Part 2 of two parts on matrix multiplication demonstrates a fast matrix multiplication program. The algorithm is a simple transformation of the textbook algorithm — the olde loop nest interchange. The transformation changes the slow access pattern to one of the arrays so that the program steps sequentially through the array elements in memory. Execution time speeds up from about 16 seconds elapsed time to 6 seconds. Not bad for a few minutes work!

All of the key memory-related performance events are improved since the access pattern is a better fit with the underlying memory microarchitecture. The analysis shows that we need to be careful when interpreting the Data Cache Access event because this event counts nonsequential memory accesses instead of all level 1 DC accesses or architectural loads and stores.

Part 2 also discusses operation or instruction counting to analyze program complexity at a micro-level. I like to look at the assembler code generated by the compiler to see if there are any potential speed-ups. The article shows how to look at the assembler code using the GCC -S option and using the objdump program. I use instruction counting to check the operation and meaning of performance events like the ARM11 Executed Instructions event.

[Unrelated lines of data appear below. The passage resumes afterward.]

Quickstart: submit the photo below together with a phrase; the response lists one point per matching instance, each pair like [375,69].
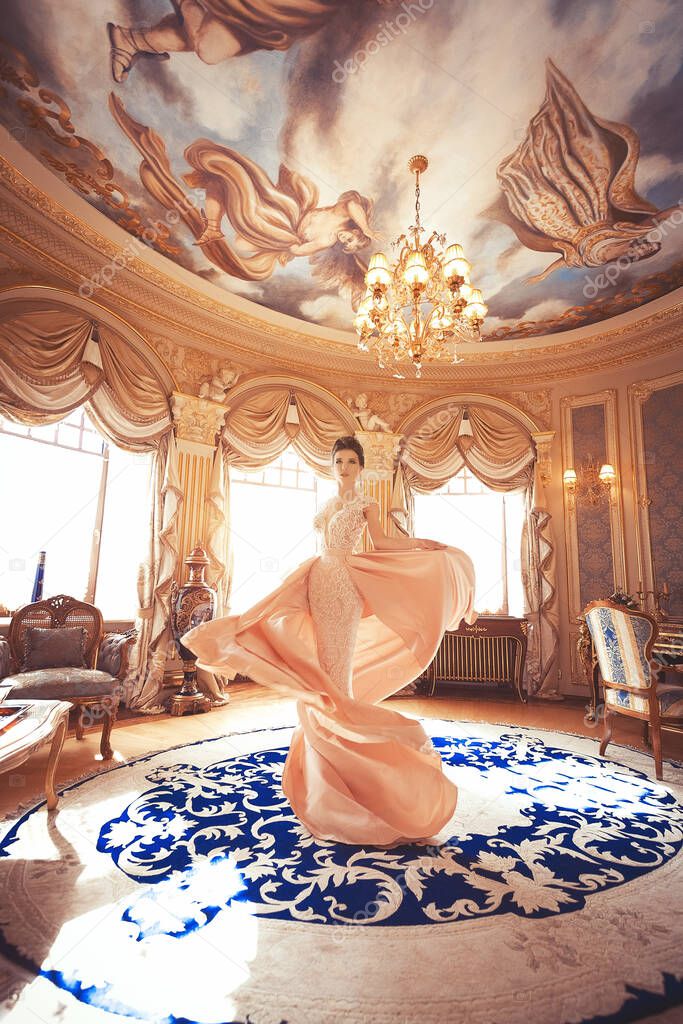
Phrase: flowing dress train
[342,632]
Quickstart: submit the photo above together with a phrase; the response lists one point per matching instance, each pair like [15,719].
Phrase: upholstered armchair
[55,650]
[623,640]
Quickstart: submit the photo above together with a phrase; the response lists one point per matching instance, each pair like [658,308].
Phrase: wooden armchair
[91,684]
[623,640]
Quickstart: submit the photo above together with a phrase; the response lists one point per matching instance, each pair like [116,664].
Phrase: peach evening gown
[341,633]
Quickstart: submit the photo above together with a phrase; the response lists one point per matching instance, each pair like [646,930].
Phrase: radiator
[492,650]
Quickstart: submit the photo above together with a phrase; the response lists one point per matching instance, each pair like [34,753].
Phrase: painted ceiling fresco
[264,144]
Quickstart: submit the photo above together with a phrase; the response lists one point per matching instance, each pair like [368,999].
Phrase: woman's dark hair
[342,443]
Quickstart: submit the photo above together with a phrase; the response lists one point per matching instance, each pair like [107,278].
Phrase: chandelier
[421,305]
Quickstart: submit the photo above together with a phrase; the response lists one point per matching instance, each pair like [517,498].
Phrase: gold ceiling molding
[437,408]
[54,241]
[198,420]
[22,298]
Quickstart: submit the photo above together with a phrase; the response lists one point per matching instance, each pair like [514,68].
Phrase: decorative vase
[191,604]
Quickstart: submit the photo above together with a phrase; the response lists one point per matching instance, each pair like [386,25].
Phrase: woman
[344,631]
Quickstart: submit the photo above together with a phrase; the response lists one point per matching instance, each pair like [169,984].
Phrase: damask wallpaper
[663,431]
[595,559]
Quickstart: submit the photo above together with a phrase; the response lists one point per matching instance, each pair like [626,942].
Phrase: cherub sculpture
[272,222]
[216,388]
[569,185]
[368,420]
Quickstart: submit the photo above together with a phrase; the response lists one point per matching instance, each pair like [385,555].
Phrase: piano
[668,650]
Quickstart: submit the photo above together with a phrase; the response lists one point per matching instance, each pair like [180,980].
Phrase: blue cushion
[60,684]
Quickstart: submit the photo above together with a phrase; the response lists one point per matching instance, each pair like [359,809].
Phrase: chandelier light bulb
[457,268]
[476,308]
[415,271]
[422,303]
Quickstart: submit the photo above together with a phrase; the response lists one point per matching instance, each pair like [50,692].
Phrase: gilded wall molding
[638,394]
[39,232]
[606,398]
[196,419]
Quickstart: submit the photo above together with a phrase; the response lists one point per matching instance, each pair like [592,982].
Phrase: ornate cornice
[48,243]
[197,419]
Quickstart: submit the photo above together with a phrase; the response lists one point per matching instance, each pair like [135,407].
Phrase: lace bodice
[340,523]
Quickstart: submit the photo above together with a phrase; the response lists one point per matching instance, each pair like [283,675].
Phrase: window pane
[125,531]
[53,510]
[271,528]
[473,521]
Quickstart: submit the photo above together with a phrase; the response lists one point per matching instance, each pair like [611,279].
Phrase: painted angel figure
[272,222]
[368,420]
[217,30]
[569,185]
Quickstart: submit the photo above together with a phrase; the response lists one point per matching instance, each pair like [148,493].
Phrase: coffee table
[25,726]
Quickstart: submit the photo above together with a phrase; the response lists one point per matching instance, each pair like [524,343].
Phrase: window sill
[111,625]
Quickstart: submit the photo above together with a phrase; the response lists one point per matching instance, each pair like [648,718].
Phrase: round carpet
[180,888]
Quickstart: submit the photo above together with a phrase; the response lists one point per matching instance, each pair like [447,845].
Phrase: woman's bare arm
[383,543]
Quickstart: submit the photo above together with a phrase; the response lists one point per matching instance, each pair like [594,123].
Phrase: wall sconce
[590,485]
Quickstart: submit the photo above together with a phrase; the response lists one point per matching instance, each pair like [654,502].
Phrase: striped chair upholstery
[620,641]
[623,640]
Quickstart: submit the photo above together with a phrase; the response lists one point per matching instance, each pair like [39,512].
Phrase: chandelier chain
[418,307]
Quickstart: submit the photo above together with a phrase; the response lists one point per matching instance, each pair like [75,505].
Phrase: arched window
[484,523]
[82,501]
[271,532]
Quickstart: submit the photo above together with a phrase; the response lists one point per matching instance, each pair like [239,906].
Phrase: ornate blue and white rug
[180,889]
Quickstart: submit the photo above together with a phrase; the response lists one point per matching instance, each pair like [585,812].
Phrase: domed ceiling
[553,129]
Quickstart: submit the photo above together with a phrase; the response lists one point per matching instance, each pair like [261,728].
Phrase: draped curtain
[258,430]
[502,455]
[267,422]
[53,359]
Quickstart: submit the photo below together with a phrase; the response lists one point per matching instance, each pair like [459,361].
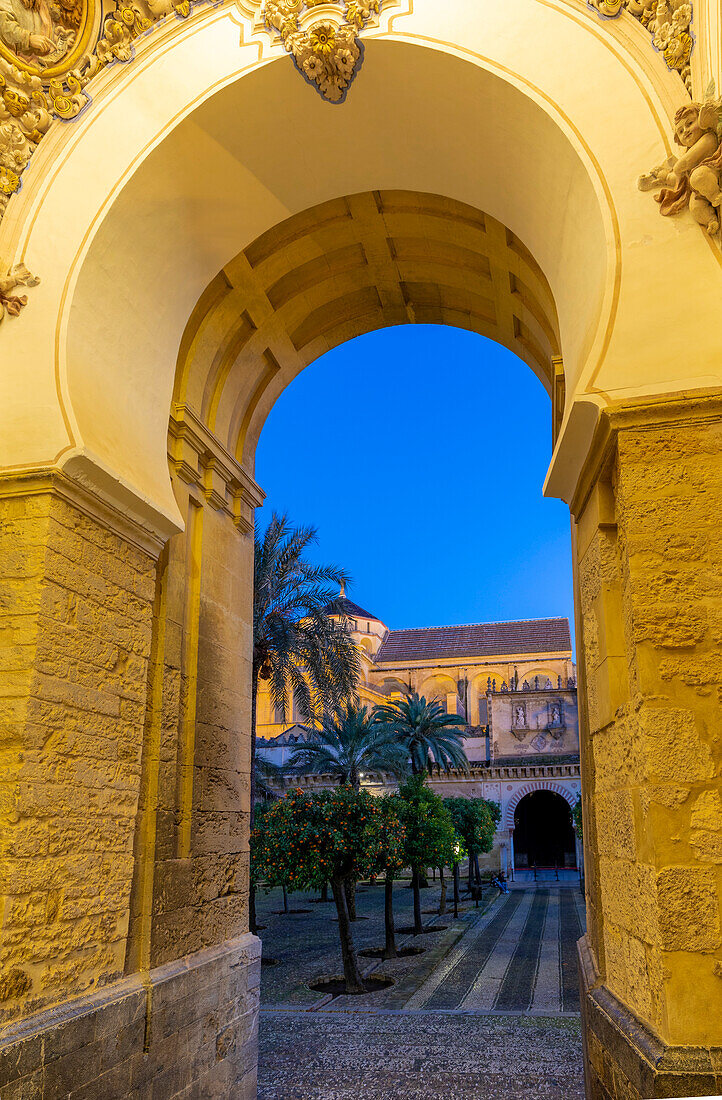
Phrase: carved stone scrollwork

The Broadcom BCM2835 in the Raspberry Pi has an integer core and a Vector Floating Point (VFP) coprocessor. The VFP operates concurrently with the integer core. In fact, it operates quite independently and only synchronizes with the integer core at a few well-defined points. VFP instructions are allowed to complete out of order, which allows for greater speed, but makes FP exceptions somewhat imprecise. (Now exactly where did that underflow/overflow occur?) The VFP coprocessor has 32 registers of its own, which are organized as four 8-register banks. GCC uses the coprocessor for scalar floating point arithmetic, but doesn’t exploit any parallelism.

The VFP operates on short vectors in a register bank. Potentialy, the VFP coprocessor could be exploited to further speed up matrix multiplication. One possibility is to stream incoming data as a four-wide stripe through an array and operate on four elements at once. Or, stream four elements at a time from a single row/column. Take a look at the VFP Math Library.

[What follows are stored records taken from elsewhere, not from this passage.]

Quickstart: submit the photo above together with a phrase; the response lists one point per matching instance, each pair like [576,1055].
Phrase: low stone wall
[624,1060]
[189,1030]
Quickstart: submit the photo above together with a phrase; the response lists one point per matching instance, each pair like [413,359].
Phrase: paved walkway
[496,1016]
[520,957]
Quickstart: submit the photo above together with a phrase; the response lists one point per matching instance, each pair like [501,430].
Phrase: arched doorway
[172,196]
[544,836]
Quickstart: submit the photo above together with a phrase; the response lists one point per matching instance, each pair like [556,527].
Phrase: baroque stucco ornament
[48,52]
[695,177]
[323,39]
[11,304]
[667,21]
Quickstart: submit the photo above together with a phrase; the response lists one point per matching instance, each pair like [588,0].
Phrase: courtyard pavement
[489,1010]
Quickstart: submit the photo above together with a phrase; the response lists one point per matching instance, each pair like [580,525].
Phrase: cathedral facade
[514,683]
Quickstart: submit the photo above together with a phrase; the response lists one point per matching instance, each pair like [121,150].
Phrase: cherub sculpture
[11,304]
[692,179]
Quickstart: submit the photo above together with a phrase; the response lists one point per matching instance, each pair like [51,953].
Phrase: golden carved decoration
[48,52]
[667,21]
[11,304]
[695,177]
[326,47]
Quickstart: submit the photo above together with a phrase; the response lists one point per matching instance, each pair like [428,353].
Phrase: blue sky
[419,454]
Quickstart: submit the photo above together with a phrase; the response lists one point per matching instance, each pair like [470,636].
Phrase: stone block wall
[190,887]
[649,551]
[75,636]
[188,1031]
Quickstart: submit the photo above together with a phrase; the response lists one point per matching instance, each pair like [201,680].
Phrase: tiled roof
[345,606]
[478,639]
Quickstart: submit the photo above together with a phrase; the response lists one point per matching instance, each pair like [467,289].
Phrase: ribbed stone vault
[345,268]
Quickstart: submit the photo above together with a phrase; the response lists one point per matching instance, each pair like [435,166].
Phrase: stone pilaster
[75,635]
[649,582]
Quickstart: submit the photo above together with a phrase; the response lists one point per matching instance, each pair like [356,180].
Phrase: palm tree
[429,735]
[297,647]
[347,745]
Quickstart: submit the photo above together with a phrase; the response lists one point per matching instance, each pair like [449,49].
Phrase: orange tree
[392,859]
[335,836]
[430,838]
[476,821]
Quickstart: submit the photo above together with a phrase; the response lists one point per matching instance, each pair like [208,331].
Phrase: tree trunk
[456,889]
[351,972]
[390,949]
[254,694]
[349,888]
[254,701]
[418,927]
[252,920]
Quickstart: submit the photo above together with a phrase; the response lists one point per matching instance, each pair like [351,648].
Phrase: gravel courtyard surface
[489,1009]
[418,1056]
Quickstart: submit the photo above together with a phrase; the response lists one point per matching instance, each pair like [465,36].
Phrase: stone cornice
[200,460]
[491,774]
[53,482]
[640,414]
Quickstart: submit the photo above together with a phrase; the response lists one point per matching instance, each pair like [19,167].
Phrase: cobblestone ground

It’s not all good news, however. The VFP coprocessor is not a true single instruction, multiple data (SIMD) engine. (It’s similar to an old school short vector architecture.) It only has a single floating multiply/accumulate (FMAC) pipeline. A true SIMD would have four FMAC units. Also, computations are relatively difficult to set up and stage. Computations must be double buffered where the integer Load Store Unit (LSU) is filling one register bank while the coprocessor is performing computations in a different register bank. Further, GCC vectorization doesn’t appear to support VFP.

ARM must have gotten the message from its users. Later processors implement NEON SIMD and just enough VFP for the sake of legacy compatibility. The Beaglebone Black (ARM Cortex-A8) has NEON and I’m looking forward to trying it out. GCC vectorization supports NEON, too, and it’s a whole lot easier to let the compiler vectorize your program for you than to write vector code yourself!

The BCM2835 also has the VideoCore GPU for SIMD computation. There are a bunch of folks who are reverse engineering the GPU in order to use it for general purpose computation (GPGPU). Have it at, guys and gals!

Even if VFP is an orphan, the coprocessor has 32 registers where you can stash data. Maybe you can find a way to make use of these extra registers? Side-to-side access (integer/floating) is pretty fast.